Portland blogger Jack Bogdanski made me laugh this morning with this post about The Oregonian's architecture writer, Randy Gragg. (To say Jack thinks lightly of Mr. Gragg would probably be a bit of an understatement.) Gragg wrote this story about Portland's ritzy Pearl District, and here's most of Jack's comment:
...the O ran a big front-page splash, with lots more coverage on the cover of, and inside, the enclosed InPortland magazine. In it, the Graggmeister, exercising his full journalistic might, informs us, that... wait a minute, stop the presses, get ready for a scoop, this is really a big one....Even when I disagree with him, Jack is a great read every day. Today, I have no disagreement.
The Pearl District is a lousy place to raise kids, and very few people are dumb enough to try.
Holy moly! You don't say.
Even funnier than the huge play that this obvious fact gets, is the tone that's taken in Gragg's "analysis" of the situation. There's an aura of mystery and wonderment about it. How did this happen? We built huge condo and apartment towers with no real neighborhood around them, settled for a small concrete slab and fountain which we had the nerve to call a "park," and gee whiz, families won't live there. How in the world could this have taken place?

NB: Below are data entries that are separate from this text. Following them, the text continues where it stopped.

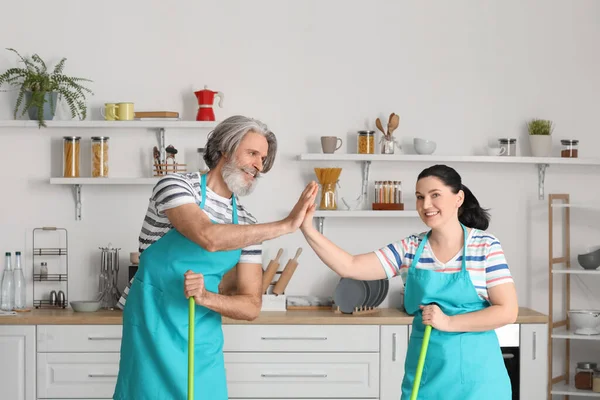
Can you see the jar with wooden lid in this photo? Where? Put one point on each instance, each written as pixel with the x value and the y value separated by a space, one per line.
pixel 366 142
pixel 569 148
pixel 584 375
pixel 71 151
pixel 99 156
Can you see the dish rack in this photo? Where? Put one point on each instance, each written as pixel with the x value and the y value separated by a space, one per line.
pixel 56 253
pixel 562 329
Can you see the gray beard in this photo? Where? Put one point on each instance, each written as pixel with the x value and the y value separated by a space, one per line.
pixel 236 181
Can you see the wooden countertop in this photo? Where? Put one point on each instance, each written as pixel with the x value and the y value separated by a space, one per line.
pixel 385 316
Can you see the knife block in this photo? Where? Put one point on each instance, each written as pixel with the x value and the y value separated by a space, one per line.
pixel 273 302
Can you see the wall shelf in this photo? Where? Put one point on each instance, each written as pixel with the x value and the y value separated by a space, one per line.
pixel 160 126
pixel 542 163
pixel 564 333
pixel 76 183
pixel 566 390
pixel 135 124
pixel 577 270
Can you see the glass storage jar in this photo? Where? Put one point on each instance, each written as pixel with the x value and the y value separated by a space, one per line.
pixel 584 375
pixel 569 148
pixel 510 144
pixel 99 156
pixel 596 384
pixel 71 151
pixel 202 167
pixel 366 142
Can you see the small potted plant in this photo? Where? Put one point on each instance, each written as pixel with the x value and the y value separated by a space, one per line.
pixel 540 137
pixel 39 89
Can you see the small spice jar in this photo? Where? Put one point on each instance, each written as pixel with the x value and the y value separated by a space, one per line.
pixel 366 142
pixel 99 156
pixel 596 383
pixel 202 167
pixel 584 375
pixel 510 144
pixel 569 148
pixel 71 147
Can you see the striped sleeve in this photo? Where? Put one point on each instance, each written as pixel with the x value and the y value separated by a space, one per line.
pixel 496 267
pixel 393 255
pixel 172 191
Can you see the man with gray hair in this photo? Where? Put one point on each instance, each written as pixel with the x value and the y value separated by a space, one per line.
pixel 194 232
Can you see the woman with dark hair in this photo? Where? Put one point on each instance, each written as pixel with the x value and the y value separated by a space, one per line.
pixel 456 280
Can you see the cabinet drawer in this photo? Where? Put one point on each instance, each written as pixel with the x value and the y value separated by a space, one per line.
pixel 317 338
pixel 85 375
pixel 302 375
pixel 79 338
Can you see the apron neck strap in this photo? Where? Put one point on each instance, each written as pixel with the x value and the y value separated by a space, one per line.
pixel 233 200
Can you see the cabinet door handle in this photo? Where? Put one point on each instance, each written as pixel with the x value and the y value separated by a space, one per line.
pixel 104 338
pixel 292 338
pixel 393 346
pixel 533 356
pixel 293 375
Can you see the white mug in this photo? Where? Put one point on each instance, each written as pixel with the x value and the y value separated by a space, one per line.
pixel 495 151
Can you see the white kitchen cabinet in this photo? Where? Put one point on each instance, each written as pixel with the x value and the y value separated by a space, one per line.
pixel 17 362
pixel 393 345
pixel 85 375
pixel 304 375
pixel 534 361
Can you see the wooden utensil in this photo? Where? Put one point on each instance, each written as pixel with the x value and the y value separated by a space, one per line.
pixel 270 271
pixel 287 273
pixel 379 126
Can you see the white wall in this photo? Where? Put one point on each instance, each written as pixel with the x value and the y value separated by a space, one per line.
pixel 460 73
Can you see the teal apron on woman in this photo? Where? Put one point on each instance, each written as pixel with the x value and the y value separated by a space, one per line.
pixel 459 365
pixel 153 363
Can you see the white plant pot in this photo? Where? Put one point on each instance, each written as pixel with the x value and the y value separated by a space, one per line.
pixel 541 145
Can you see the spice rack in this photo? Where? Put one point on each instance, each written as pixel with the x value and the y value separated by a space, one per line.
pixel 561 329
pixel 61 236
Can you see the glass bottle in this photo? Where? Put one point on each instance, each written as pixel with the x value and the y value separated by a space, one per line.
pixel 7 288
pixel 20 286
pixel 44 270
pixel 569 148
pixel 366 142
pixel 71 152
pixel 99 156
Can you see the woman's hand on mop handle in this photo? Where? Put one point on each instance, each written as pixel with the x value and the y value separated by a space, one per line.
pixel 193 286
pixel 434 316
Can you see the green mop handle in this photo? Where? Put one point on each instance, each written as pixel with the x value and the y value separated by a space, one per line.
pixel 191 349
pixel 421 363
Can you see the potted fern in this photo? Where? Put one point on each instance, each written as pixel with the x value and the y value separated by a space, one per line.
pixel 540 137
pixel 39 89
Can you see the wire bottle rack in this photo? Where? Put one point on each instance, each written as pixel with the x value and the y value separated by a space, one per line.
pixel 59 257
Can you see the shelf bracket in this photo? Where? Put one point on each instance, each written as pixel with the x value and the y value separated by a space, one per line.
pixel 162 144
pixel 541 179
pixel 77 193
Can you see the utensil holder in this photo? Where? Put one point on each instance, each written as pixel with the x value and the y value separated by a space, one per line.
pixel 388 206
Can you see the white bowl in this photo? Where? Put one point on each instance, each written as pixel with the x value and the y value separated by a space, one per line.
pixel 423 146
pixel 85 306
pixel 585 321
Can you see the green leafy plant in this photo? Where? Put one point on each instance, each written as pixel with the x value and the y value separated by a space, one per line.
pixel 540 127
pixel 35 82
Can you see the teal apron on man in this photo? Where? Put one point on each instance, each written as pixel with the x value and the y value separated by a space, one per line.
pixel 153 363
pixel 458 365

Gee, Randy, I would have thought that your hero, Charlie Hales, who was running a lot of things at City Hall when the Pearl "blossomed," might have told you the reason over coffee. Maybe he did and you were too starstruck to write it down. Or you could have kept talking to Portland's 200 or so paid urban planners, whom I thought we were paying millions to actually think about questions like these in a timely manner, until someone gave you a square answer.

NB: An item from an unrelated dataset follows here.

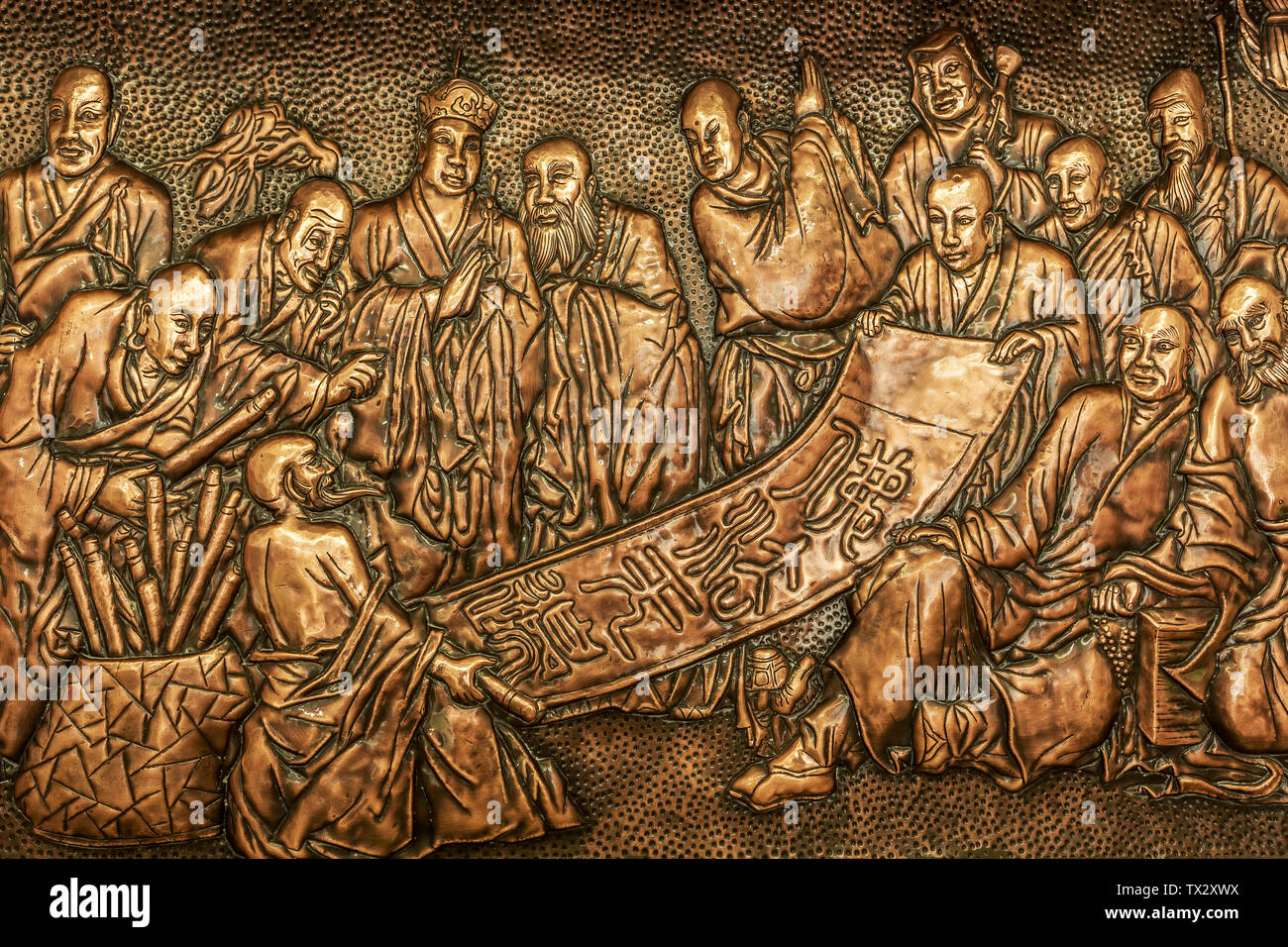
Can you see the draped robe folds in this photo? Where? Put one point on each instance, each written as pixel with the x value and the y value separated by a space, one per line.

Anyway, let me tell you why there are no kids in the Pearl District: Because families and kids weren't on Homer Williams and Joe Weston and Neil Goldschmidt's punch list of how to get rich down there. And when they said "Jump," [former Mayor] Vera Katz and [former Katz aide and current city commissioner] Sam Adams and [city commissioner] Erik Sten all responded, "How high?"

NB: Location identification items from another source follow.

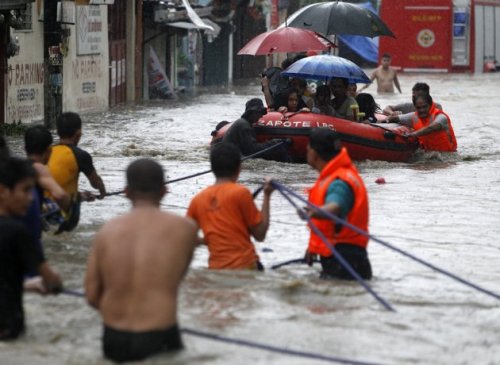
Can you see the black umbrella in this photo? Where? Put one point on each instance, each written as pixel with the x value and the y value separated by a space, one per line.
pixel 336 17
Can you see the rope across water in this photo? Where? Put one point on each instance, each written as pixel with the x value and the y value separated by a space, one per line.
pixel 256 345
pixel 336 219
pixel 256 154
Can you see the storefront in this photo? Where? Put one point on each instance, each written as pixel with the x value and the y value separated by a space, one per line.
pixel 8 19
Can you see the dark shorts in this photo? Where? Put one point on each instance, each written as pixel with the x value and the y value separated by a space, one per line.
pixel 356 256
pixel 12 326
pixel 121 346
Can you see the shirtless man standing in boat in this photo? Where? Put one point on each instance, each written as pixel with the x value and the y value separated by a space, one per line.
pixel 135 269
pixel 386 77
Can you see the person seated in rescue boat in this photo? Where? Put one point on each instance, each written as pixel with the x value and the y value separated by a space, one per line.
pixel 432 127
pixel 273 83
pixel 242 135
pixel 343 104
pixel 367 108
pixel 294 103
pixel 322 101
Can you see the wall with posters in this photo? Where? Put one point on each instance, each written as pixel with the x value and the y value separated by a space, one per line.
pixel 25 76
pixel 86 67
pixel 486 35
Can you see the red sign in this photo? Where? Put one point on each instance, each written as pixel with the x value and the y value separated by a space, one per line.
pixel 423 33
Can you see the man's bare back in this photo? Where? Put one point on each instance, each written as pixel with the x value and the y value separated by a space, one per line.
pixel 386 77
pixel 135 268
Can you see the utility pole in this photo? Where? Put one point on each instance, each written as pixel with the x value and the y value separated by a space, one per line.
pixel 4 31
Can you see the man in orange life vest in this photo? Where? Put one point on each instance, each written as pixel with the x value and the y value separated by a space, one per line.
pixel 339 190
pixel 432 126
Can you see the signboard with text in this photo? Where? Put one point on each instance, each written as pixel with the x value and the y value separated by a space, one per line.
pixel 89 30
pixel 423 34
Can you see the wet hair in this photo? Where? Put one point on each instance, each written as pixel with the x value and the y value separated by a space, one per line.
pixel 225 159
pixel 218 127
pixel 421 87
pixel 298 82
pixel 4 149
pixel 145 176
pixel 68 124
pixel 13 170
pixel 425 97
pixel 37 140
pixel 325 142
pixel 324 89
pixel 367 104
pixel 286 63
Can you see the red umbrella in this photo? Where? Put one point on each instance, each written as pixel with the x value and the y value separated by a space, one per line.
pixel 285 39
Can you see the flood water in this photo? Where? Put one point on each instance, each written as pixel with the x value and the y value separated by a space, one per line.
pixel 443 209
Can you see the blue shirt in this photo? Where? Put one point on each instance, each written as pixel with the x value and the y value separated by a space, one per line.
pixel 340 192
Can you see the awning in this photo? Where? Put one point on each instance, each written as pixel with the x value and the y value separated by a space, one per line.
pixel 14 4
pixel 196 22
pixel 191 25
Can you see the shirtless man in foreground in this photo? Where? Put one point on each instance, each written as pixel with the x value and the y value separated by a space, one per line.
pixel 135 269
pixel 386 77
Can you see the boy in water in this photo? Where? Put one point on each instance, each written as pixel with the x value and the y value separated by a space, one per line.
pixel 227 215
pixel 18 253
pixel 37 142
pixel 66 162
pixel 135 269
pixel 386 76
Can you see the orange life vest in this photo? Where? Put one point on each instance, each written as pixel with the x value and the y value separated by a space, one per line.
pixel 340 167
pixel 442 140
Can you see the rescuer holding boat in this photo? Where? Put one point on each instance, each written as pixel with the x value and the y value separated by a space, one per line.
pixel 338 190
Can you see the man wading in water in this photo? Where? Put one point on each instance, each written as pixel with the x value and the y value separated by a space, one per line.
pixel 135 268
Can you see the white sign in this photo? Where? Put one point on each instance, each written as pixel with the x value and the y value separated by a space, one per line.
pixel 102 2
pixel 89 30
pixel 66 12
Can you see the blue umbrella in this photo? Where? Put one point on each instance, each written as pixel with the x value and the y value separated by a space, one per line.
pixel 325 67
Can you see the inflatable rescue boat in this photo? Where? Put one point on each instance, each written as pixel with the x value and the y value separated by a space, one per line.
pixel 364 141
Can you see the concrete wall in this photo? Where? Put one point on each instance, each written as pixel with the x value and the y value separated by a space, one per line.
pixel 487 34
pixel 25 77
pixel 86 76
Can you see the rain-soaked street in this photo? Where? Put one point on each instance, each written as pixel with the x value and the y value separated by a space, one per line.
pixel 443 209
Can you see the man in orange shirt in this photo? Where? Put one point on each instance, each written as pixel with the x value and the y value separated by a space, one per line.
pixel 227 215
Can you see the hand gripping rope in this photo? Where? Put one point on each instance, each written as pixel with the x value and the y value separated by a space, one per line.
pixel 336 219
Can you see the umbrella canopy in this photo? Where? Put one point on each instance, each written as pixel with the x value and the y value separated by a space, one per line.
pixel 324 67
pixel 336 17
pixel 283 40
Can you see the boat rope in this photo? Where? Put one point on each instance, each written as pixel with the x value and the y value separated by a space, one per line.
pixel 335 253
pixel 246 343
pixel 387 244
pixel 244 158
pixel 309 355
pixel 290 262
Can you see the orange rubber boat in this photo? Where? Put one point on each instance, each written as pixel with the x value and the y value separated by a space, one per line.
pixel 364 141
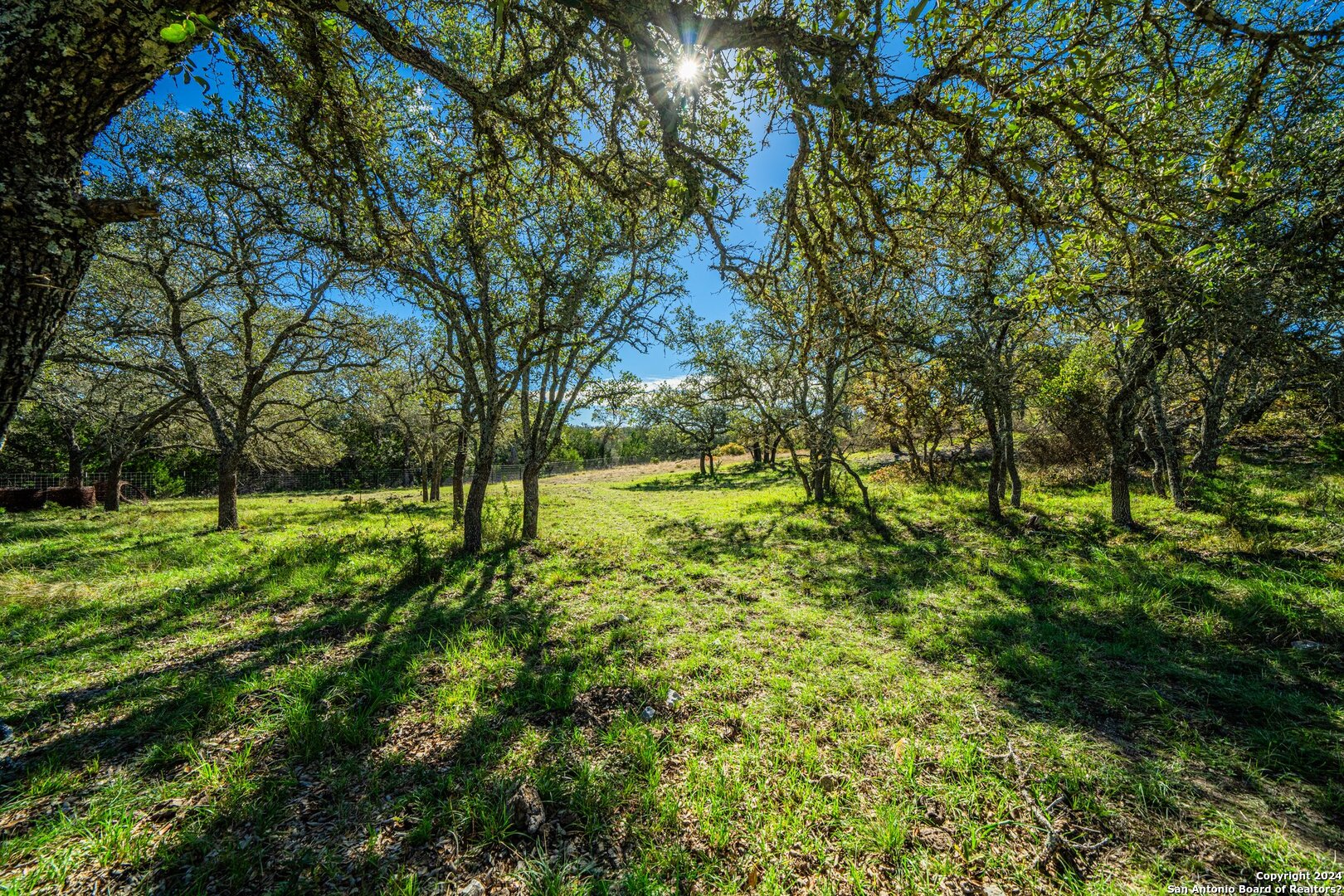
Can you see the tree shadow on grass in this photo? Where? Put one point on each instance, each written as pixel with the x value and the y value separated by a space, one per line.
pixel 738 480
pixel 1171 660
pixel 382 786
pixel 347 755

And that's exactly why the South Waterfront isn't going to have any kids in it, either.
The article adds to the hilarity by contrasting the Pearl with a new development in Vancouver, B.C., where there are gaggles of youngsters living in the high-rises. Suddenly Gragg suggests that we ought to do (or should have done) what was done up there.
You see, that's the whole problem. When the Developer Welfare recipients have a "vision" for Portland, that's just how they sell it. We'll be another Vancouver, B.C. We'll be another Barcelona. To this day you can hear Tom Imeson [a business partner to Goldschmidt] whispering these sweet nothings to Sam Adams over the Caesar salad at Higgins.
What we should be doing is asking, how do we keep being Portland? What has brought so many immigrants to this place? What makes it attractive? What is its history? What are its core values? If we ask these questions, we do not get the Pearl or South Waterfront as the answers. In contrast, when we're always trying to be like somebody else -- and the identity of that somebody else changes depending on the latest spiel being ladled out by the condo moneybags -- we have every right to expect a massive planning failure.
The kind of failure that Gragg's story has belatedly noticed.
And of course, now that it's too late to do anything about it, the O is right on the case.